Información sobre pedidos
| Nombre del producto | Número de catálogo | UNIDAD | Precio | CANTIDAD | Favoritos | |
Plásmido Doble Nickase (h) NEDD4-L | sc-403647-NIC | 20 µg | $410.00 | |||
Plásmido Doble Nickase (h2) NEDD4-L | sc-403647-NIC-2 | 20 µg | $410.00 |
NEDD4L codifica NEDD4-L, una ligasa E3 de ubiquitina con dominio HECT que regula el recambio proteico y la abundancia de proteínas de membrana al catalizar la conjugación de ubiquitina a sustratos específicos. Es un modulador clave del tráfico del canal epitelial de sodio (ENaC) y de la homeostasis iónica, y también se integra con señales de crecimiento y de estrés mediante el control dependiente de ubiquitina de componentes de distintas vías. Se ha implicado a NEDD4-L en la regulación de la señalización TGF-β/SMAD, de los efectos de salida de la vía Wnt y de respuestas celulares que moldean programas de proliferación y diferenciación. La desregulación de la expresión o la actividad de NEDD4L se asocia con alteraciones en la fisiología del transporte epitelial y se ha descrito en estudios de biología del cáncer y de rasgos cardiometabólicos, lo que respalda su uso como nodo mecanístico en la investigación de la señalización por ubiquitina.

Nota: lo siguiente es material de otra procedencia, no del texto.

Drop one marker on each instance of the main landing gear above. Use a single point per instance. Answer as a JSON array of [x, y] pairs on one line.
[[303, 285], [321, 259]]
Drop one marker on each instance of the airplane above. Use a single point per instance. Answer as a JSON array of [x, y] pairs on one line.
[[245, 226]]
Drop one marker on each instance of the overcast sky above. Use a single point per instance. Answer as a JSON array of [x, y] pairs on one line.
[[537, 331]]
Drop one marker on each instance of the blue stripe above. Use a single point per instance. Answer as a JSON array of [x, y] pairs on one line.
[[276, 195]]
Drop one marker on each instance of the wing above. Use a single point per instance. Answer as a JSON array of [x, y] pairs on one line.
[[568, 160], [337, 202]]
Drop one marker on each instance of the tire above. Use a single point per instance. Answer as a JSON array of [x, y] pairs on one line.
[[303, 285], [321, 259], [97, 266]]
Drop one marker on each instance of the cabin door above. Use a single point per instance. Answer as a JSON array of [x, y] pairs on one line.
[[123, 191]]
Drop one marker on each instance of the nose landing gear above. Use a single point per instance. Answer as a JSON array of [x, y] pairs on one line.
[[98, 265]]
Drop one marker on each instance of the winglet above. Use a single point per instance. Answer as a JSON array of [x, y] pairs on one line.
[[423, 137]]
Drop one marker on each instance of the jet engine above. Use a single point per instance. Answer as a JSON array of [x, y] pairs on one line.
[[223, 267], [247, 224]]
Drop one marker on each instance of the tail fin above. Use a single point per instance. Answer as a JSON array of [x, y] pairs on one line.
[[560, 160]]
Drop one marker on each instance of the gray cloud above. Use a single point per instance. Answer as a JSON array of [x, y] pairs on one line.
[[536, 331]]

NEDD4-L El plásmido de doble nicasa (h) consiste en un par de plásmidos emparejados diseñados para la edición de alta especificidad del locus NEDD4L en líneas celulares human. Cada plásmido expresa una nicasa Cas9 D10A y un ARN guía específico (sgRNA) dirigido a cadenas de ADN opuestas dentro de NEDD4L. Cuando se dirigen a sitios adyacentes en cadenas de ADN opuestas, las dos nicasas generan cortes en cadena simple desplazados que, juntos, producen una rotura de doble cadena escalonada, lo que requiere una actividad coordinada sobre el objetivo por parte de ambas guías. La rotura de ADN resultante se resuelve mediante vías de reparación celular endógenas, más comúnmente a través de la unión de extremos no homólogos (NHEJ), lo que da lugar a inserciones o deleciones que alteran la función de NEDD4L. Al requerir la participación de dos ARN guía en el locus diana, el enfoque de doble corte mejora la especificidad de la edición y proporciona una estrategia CRISPR complementaria para aplicaciones en las que se desea un control adicional sobre la precisión de la orientación.
Para facilitar la identificación eficiente de las células editadas, un plásmido codifica GFP para la visualización fluorescente de las poblaciones transfectadas, mientras que el plásmido complementario lleva un gen de resistencia a la puromicina para la selección con antibióticos. En conjunto, estas características facilitan el enriquecimiento eficiente de las poblaciones cotransfectadas y simplifican la validación de los clones con NEDD4L alterado.
Sólo para uso en investigación. No destinado a uso diagnóstico o terapéutico.